Machine Learning and Artificial Intelligence (AI) often evoke thoughts of the cutting edge of technology. Self-driving cars, AlphaGo and talking digital assistants such as Amazon’s Alexa and Microsoft’s Cortana. These are perhaps the most recognisable and exciting aspects of Machine Learning, certainly for those who don’t work within Business Intelligence (BI). The real power of Machine Learning, though, lies in its application as part of data analytics or BI. It may not be as glamorous or as attention-grabbing as the previous use cases but the value Machine Learning can add in this avenue is more than significant. For those who work within BI, or use it in their business, the value of Machine Learning needs to be recognised, understood and exploited.
At its core Machine Learning is training a computer, using sample data, how to analyse and extract useful information from that data. It is an important part of AI and recent developments mean it is becoming more and more useful. The ability to apply complex mathematical calculations to gigantic data sets continually and in near real-time is transformative. More importantly, the learning part of the technology means that BI systems can make more decisions for themselves, extracting more actionable insights for those in the business that need them. Decision makers can now spend less time searching and querying datasets, and more time taking action.
The nature of Machine Learning dictates that it is continually learning and improving. Each analysis provides more insights and trends that themselves feedback into the learning of the system. Though in the not too distant past this would have been the preserve of those with the budget for some serious hardware this is no longer the case. Machine Learning is accessible and flexible and is being more commonly deployed by BI vendors.

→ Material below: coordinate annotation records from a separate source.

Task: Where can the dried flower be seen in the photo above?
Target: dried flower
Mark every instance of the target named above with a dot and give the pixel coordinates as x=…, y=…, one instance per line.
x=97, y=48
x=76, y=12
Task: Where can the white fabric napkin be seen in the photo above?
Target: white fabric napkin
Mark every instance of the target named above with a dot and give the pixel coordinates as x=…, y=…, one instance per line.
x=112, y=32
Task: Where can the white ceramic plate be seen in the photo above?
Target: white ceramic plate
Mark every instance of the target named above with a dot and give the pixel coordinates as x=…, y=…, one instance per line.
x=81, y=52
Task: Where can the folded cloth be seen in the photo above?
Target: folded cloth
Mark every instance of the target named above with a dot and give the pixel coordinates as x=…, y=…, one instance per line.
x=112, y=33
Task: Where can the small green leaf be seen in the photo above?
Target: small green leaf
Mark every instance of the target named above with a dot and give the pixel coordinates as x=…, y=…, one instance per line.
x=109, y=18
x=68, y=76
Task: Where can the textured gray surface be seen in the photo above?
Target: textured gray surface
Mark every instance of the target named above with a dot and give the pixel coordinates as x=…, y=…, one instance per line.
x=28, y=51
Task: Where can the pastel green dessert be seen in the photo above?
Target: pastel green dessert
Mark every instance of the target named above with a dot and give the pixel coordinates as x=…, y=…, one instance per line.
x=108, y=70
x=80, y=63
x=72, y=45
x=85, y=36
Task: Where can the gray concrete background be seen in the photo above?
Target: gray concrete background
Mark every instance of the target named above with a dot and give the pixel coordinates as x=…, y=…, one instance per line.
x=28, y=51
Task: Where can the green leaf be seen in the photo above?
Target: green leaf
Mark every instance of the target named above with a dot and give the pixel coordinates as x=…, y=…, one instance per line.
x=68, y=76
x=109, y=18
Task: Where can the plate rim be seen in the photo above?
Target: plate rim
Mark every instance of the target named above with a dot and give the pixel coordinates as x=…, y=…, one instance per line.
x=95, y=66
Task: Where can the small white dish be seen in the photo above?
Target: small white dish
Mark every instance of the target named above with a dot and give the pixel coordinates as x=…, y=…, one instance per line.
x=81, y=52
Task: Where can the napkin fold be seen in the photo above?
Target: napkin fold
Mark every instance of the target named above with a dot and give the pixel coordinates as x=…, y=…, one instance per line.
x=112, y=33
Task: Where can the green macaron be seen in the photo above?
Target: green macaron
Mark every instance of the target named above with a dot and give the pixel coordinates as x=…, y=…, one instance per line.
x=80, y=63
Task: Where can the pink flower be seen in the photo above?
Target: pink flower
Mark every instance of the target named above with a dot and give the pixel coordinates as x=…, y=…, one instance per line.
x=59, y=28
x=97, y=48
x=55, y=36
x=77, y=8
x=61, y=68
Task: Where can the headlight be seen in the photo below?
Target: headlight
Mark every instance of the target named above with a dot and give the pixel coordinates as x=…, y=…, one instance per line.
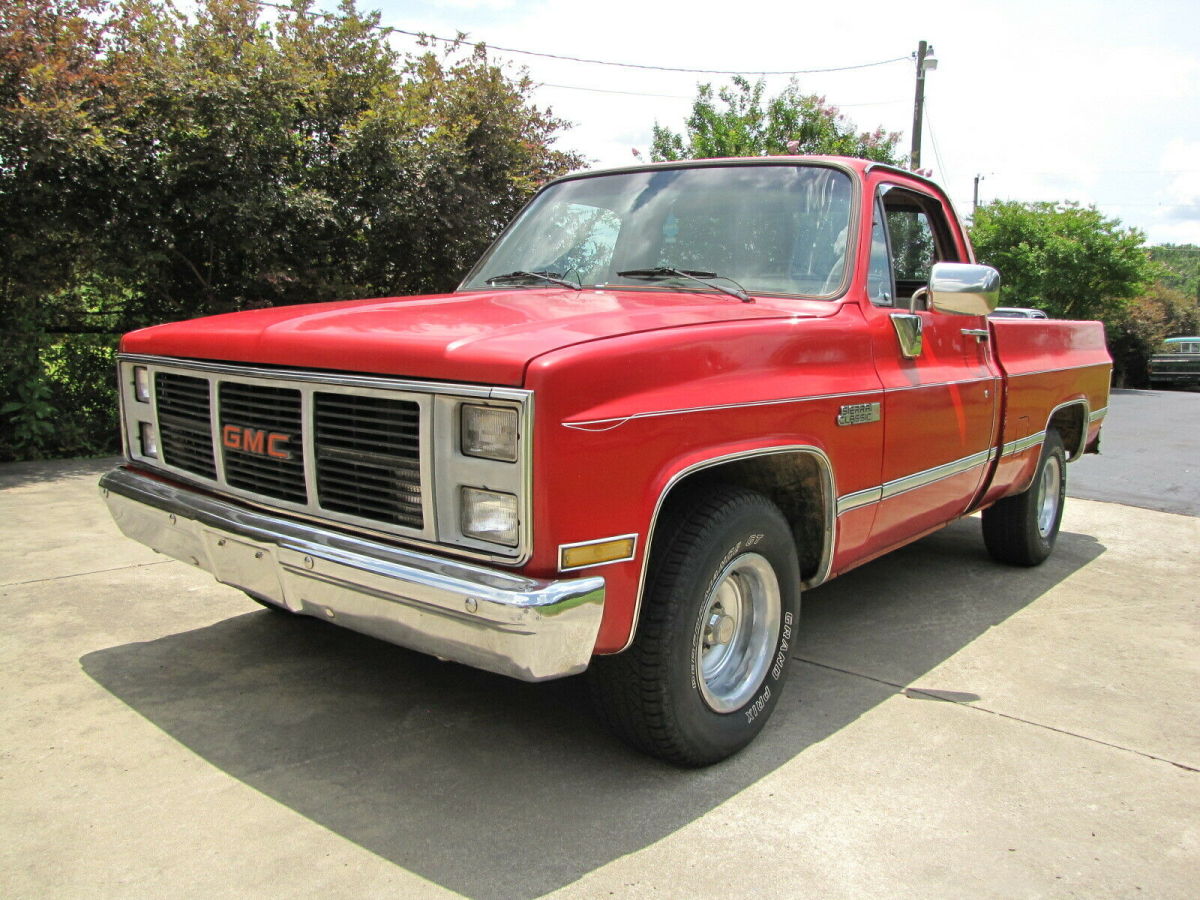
x=490, y=432
x=490, y=516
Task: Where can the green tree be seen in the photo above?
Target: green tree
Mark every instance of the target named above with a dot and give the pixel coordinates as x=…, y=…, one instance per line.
x=738, y=121
x=1181, y=267
x=1063, y=258
x=1138, y=331
x=156, y=166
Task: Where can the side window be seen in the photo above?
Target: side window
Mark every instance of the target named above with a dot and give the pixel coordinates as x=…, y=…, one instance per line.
x=912, y=243
x=919, y=237
x=879, y=274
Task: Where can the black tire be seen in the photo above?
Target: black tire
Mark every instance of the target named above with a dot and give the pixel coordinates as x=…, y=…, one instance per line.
x=1023, y=529
x=718, y=623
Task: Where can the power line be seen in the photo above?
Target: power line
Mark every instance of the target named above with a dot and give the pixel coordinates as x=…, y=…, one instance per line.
x=394, y=30
x=937, y=153
x=606, y=90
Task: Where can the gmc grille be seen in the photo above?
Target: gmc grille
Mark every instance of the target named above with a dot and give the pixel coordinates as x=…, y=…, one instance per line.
x=366, y=447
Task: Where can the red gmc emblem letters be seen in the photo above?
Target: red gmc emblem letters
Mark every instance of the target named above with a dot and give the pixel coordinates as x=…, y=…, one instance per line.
x=256, y=441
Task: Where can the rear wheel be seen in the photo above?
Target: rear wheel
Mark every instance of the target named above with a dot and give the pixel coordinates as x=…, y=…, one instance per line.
x=717, y=629
x=1023, y=529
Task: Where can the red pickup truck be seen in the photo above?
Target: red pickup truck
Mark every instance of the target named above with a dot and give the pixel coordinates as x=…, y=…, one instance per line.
x=666, y=401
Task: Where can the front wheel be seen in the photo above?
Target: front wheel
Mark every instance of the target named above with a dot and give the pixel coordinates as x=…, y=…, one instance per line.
x=715, y=634
x=1023, y=529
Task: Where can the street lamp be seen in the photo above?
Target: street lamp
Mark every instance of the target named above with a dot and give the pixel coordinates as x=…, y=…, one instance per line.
x=925, y=63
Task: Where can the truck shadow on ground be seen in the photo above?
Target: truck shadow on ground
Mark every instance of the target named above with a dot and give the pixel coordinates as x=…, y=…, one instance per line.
x=497, y=789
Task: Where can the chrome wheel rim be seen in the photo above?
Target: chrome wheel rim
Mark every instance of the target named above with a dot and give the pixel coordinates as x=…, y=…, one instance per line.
x=738, y=630
x=1048, y=496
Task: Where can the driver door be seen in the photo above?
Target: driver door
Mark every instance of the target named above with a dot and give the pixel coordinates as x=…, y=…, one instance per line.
x=940, y=387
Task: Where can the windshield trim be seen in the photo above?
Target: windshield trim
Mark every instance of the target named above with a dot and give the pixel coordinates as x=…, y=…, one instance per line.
x=853, y=227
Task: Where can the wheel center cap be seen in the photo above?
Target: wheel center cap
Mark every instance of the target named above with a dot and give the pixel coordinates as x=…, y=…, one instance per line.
x=720, y=628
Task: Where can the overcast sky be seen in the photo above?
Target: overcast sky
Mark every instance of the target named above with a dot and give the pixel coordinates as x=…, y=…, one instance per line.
x=1093, y=101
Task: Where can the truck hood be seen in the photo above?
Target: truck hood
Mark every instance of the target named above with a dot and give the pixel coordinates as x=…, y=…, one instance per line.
x=485, y=337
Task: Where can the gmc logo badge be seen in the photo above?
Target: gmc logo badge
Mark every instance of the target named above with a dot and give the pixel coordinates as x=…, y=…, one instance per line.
x=256, y=441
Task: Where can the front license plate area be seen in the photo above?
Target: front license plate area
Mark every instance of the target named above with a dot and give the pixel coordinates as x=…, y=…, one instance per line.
x=240, y=564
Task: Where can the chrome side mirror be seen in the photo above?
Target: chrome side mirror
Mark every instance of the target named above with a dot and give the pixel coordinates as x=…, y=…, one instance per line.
x=964, y=289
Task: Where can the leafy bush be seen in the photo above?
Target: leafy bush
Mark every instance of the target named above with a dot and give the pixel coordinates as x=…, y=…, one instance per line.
x=159, y=166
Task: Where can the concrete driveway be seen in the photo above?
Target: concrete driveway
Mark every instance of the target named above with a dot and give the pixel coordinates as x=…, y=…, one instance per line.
x=953, y=729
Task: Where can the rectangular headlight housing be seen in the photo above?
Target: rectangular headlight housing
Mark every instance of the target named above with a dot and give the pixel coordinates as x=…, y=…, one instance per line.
x=490, y=516
x=149, y=439
x=489, y=432
x=142, y=383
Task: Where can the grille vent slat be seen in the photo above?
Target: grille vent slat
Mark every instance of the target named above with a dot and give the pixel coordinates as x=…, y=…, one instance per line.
x=185, y=435
x=366, y=448
x=369, y=457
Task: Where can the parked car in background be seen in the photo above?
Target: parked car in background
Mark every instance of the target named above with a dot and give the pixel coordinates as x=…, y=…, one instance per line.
x=1017, y=312
x=1177, y=363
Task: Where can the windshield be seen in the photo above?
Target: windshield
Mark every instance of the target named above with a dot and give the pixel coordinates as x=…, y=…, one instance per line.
x=773, y=229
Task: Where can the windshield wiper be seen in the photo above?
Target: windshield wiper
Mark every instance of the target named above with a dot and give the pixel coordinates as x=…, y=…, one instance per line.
x=665, y=271
x=517, y=276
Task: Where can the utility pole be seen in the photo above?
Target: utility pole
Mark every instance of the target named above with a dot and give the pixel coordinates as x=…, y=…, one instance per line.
x=925, y=63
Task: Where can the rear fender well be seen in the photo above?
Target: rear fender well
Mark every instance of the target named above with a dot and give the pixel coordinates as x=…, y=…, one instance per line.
x=1071, y=420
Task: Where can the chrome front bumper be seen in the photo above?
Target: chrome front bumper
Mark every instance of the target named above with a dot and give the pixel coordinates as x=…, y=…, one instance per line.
x=496, y=621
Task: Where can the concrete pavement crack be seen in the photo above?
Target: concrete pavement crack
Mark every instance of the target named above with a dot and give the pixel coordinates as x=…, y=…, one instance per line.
x=972, y=705
x=81, y=575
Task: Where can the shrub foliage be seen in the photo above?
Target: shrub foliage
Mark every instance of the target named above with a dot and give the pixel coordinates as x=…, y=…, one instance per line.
x=160, y=166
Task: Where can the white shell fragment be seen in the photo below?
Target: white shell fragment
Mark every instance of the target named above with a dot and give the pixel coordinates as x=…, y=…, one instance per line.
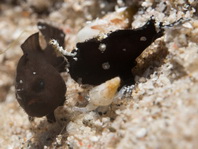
x=101, y=95
x=111, y=22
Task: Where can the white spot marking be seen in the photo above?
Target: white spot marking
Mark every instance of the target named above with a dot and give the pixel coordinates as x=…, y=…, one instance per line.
x=75, y=58
x=102, y=47
x=41, y=27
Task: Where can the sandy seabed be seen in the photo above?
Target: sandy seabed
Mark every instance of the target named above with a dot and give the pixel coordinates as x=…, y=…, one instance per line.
x=162, y=112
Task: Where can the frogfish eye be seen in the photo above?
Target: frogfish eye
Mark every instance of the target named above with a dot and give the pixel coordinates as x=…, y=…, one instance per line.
x=38, y=85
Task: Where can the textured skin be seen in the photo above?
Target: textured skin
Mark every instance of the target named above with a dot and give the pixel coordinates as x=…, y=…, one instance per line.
x=122, y=48
x=39, y=87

Because Machine Learning allows BI to essentially think for itself it grants any BI system the ability to uncover far more and far deeper insights than otherwise. Effectively Machine Learning automates the process of ‘deep diving’ and querying data to provide insights that otherwise would have been missed. This has two effects. Primarily that the BI system delivers more value in terms of insights for the business. Secondly, it also frees up the time of the employees who would have been querying the data. They can now act quicker with better information delivered to them.
Machine Learning capabilities should be particularly exciting to those businesses who deal with ‘big data’ or unwieldy datasets. Previously, analysis of large datasets could take hours, even days before insights are delivered. Machine Learning turns that on its head. Because it can apply such complex analysis far quicker than humans ever could, real-time analysis is possible. Almost every business would benefit from having decision makers given insights in real-time, being able to spot anomalies and identify issues as they arise – rather than dealing with the aftermath.
Machine Learning is happening now. Both in the flashy cutting-edge developments and in the nitty-gritty of BI. The power and benefits of the technology are undeniable. Those who work in the tech industry are all too aware of how much AI will transform the way we work and our wider world. Machine Learning is one string of that bow, and its capabilities for handling and analysing big data are hard to overstate. BI systems with Machine Learning have already become common-place and, simply, it is hard to imagine how future BI systems that don’t include this technology will compete.